Certes, l’amour éveille d’abord chez la personne aimée cet abri, ce sens, cette chaleur, « exactement là où dans le monde elle se trouve complètement perdue, dans l’absurdité et la solitude ». De plus, s’il peut aussi se transmettre « à partir du noyau divin », il fera trouver à l’autre « la vie dans la mort, le sens au-delà du sens et du non-sens, et l’amour dans la solitude », ajoute-t-il. Par ailleurs, au-delà des consolations humaines recherchées, l’amour qui répond à l’appel de l’Être pourra connaître l’influx de l’amour divin. Voici comment il se manifeste dans l’âme : « Dieu embrasse l’âme comme jamais père ni mère n’a embrassé un enfant, comme jamais créature n’a embrassé une créature », révèle Angèle de Foligno dans ses visions mystiques. Il « apporte dans l’âme un amour très suave par lequel elle brûle tout entière en lui ; il apporte une lumière tellement immense que l’homme, quoiqu’il éprouve en lui la plénitude immense de la bonté du Dieu tout-puissant, en conçoit encore infiniment plus qu’il n’en éprouve ».

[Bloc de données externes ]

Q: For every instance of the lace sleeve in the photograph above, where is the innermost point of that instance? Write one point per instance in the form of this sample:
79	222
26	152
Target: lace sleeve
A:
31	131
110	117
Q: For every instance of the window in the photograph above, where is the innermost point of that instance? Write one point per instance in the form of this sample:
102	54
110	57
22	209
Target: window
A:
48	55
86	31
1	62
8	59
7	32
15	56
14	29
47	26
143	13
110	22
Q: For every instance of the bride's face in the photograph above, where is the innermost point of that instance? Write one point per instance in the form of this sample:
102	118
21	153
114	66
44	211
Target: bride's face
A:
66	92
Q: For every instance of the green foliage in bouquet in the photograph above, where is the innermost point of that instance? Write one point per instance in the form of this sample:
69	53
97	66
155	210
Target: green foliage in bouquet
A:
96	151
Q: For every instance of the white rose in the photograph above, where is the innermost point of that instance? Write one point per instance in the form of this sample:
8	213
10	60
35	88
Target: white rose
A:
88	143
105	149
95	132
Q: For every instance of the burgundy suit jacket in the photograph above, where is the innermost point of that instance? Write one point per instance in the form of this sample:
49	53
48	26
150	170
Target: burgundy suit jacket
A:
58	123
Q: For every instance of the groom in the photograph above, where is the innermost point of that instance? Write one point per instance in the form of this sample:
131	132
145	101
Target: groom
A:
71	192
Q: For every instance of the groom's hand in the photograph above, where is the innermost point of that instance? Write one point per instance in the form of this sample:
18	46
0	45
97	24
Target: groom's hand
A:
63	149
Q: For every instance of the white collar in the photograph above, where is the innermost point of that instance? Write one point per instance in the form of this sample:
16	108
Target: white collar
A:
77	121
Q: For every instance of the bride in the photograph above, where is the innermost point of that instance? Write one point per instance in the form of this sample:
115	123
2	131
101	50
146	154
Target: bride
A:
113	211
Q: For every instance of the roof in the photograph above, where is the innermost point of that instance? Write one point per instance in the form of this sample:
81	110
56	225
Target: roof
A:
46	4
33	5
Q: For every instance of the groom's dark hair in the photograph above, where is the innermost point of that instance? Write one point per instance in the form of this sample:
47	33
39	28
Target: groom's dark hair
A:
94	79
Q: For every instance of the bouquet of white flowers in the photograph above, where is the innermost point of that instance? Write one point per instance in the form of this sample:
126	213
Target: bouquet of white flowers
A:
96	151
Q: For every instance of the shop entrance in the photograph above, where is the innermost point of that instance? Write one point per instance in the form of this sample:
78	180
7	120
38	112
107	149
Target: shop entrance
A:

L’amour est la voie incontournable si nous voulons découvrir qui nous sommes, d’où nous venons et où nous allons dans l’univers. « L’ultime promesse sur le chemin de l’amour est que vous marcherez dans la lumière d’une vérité qui surpassera toutes les vérités que votre esprit connaît actuellement. » Quelle est cette vérité ? «N’oubliez pas que la goutte peut savoir qu’elle se trouve dans la mer, mais rarement elle se rend compte que la mer entière est en elle », disait Ma Ananda Moyi à Graf Dürckheim, comme fruit de sa contemplation mystique. La réponse est le chemin même de l’amour, qui est le plus grand des maîtres spirituels que nous puissions rencontrer au cours de notre existence. « Non seulement l’amour nous enseigne les vérités, mais il nous les fait savourer », écrit Jean de la Croix dans son prologue du Cantique spirituel.
« Qui connaît dans la vérité, celui-là aime dans le feu», révèle Angèle de Foligno, en résonance avec les mystiques qui ont connu le feu ardent de l’amour divin. En Occident, c’est le maître Jésus, appelé le Christ, qui a livré comme message essentiel de son enseignement public : « Aimez-vous les uns les autres, comme je vous ai aimés. » (Jn 15, 12.) Car « il n’y a pas de plus grand amour que de donner sa vie pour ceux que l’on aime », lit-on dans l’Évangile de saint Jean. « Si un homme aime Dieu, celui-là est connu de Dieu », nous dit saint Paul dans sa première épître aux Corinthiens (8, 3). Et il ajoute : « Soyez enracinés dans l’amour et fondés sur lui. Ainsi, vous connaîtrez enfin l’amour du Christ qui défie toute connaissance, et vous serez remplis de toute la plénitude de Dieu. » (Éphésiens 3, 14-19.)
Ainsi, tous les maîtres spirituels, tels que Moïse, Jésus, Mahomet, Bouddha ou Krishna, ont été des messagers de l’amour. La force de leur message a eu une portée immense sur l’évolution des êtres humains au cours des âges, au point de changer le monde. Et c’est pourquoi les mystiques ont toujours témoigné de la dimension spirituelle et hautement initiatique de l’amour. »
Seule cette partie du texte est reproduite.